Course Project
(preliminary version)
By the end of this course you will complete and hand in a programming
project, worth 15% of your grade. Start early. Hand in during the finals week.
You have considerable freedom in the choice of your project. I have to
approve your choice, though. Alternatively, you can pick one of my suggested
projects from the list below.
You can use either the Metrowerks CodeWarrior (Mac lab), Visual C++ 5,
or a UNIX compiler (gcc, g++, probably in conjunction with Tcl/Tk library if
you want to do graphics). The point is that I must be able to run
your program to grade it.
The possible projects are as follows:
Mathematical projects (little or no graphics)
- Write a class BigInteger for handling integers of arbitrary
size (with built-in int you cannot have more than 4 billion).
You will need to allocate memory dynamically and create/copy/destroy
your objects correctly. Overloading arithmetic operator would
be nice. Test: compute 100! = 1*2*3*...*99*100 .
- The same for floating point numbers of arbitrary precision.
Again, you will have to allocate memory dynamically. Test:
compute the first 100 decimal digits of Pi. The value of Pi
can be found by summing various infinite series (the more
terms you take, the better the resulting approximation of Pi)
One of the simplest known series for Pi is
1 - 1/3 + 1/5 -1/7 + 1/9 - ... = Pi/4
Unfortunately, this particular series converges very slowly.

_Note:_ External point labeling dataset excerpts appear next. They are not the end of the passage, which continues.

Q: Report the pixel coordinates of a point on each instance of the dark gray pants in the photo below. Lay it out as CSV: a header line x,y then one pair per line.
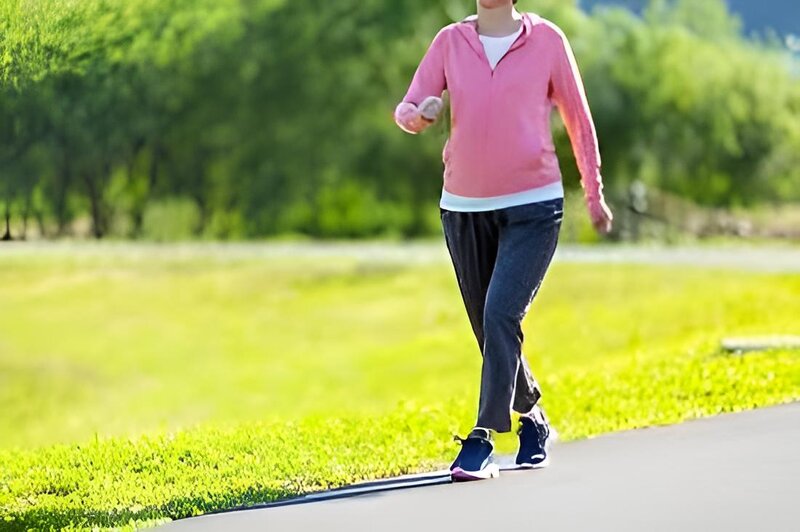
x,y
500,258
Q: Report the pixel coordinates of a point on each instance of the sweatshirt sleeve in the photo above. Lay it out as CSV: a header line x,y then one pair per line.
x,y
567,91
429,78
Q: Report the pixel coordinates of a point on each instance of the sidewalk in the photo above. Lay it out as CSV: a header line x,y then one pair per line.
x,y
731,472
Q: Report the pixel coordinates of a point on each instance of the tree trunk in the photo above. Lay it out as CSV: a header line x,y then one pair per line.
x,y
7,235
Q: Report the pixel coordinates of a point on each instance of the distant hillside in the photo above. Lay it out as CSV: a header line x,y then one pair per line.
x,y
780,15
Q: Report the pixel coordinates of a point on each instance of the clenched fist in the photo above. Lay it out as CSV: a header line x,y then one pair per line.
x,y
599,213
413,119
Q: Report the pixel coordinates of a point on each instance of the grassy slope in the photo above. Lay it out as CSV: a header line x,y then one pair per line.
x,y
216,383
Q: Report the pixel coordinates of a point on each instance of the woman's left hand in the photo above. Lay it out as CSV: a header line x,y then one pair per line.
x,y
600,214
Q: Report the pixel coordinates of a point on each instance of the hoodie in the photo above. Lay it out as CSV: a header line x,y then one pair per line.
x,y
500,141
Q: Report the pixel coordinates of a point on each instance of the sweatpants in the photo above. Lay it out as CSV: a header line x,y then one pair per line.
x,y
500,258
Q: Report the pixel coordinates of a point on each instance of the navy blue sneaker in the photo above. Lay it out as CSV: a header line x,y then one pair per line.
x,y
475,461
535,437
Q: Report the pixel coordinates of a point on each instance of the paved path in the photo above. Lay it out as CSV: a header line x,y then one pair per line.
x,y
767,258
731,472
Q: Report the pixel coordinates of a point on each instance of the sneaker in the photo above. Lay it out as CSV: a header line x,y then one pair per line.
x,y
475,461
535,437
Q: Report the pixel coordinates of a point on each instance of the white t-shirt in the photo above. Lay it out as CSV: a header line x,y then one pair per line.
x,y
496,48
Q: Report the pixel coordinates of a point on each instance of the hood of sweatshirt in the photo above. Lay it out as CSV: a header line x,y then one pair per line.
x,y
468,28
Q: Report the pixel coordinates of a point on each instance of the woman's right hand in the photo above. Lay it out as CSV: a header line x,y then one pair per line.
x,y
413,119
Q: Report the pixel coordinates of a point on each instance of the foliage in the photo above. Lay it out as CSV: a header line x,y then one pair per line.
x,y
253,110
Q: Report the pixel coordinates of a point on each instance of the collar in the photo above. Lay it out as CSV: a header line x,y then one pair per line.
x,y
468,28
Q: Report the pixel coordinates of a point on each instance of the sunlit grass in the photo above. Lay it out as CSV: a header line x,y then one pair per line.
x,y
138,387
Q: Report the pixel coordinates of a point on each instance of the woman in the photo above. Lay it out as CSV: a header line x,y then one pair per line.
x,y
502,198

There are much faster converging series, one of which I'll give
you if you choose this project.
Games (graphics and simple logic)
Here I want you to implement the graphics interface
for a game. For a board game, you classes should
- store the position on the board,
- draw and re-draw the board,
- offer public methods through which another
programmer will communicate a proposed move,
- check every move for correctness (i.e. compliance with the
rules of your game),
- detect whether the game comes to an end with that move (a player
wins, or no more moves are possible).
Your code should be written with the view towards the possibility that
another programmer will write a logic module for your
game, and integrate it with your graphics front-end.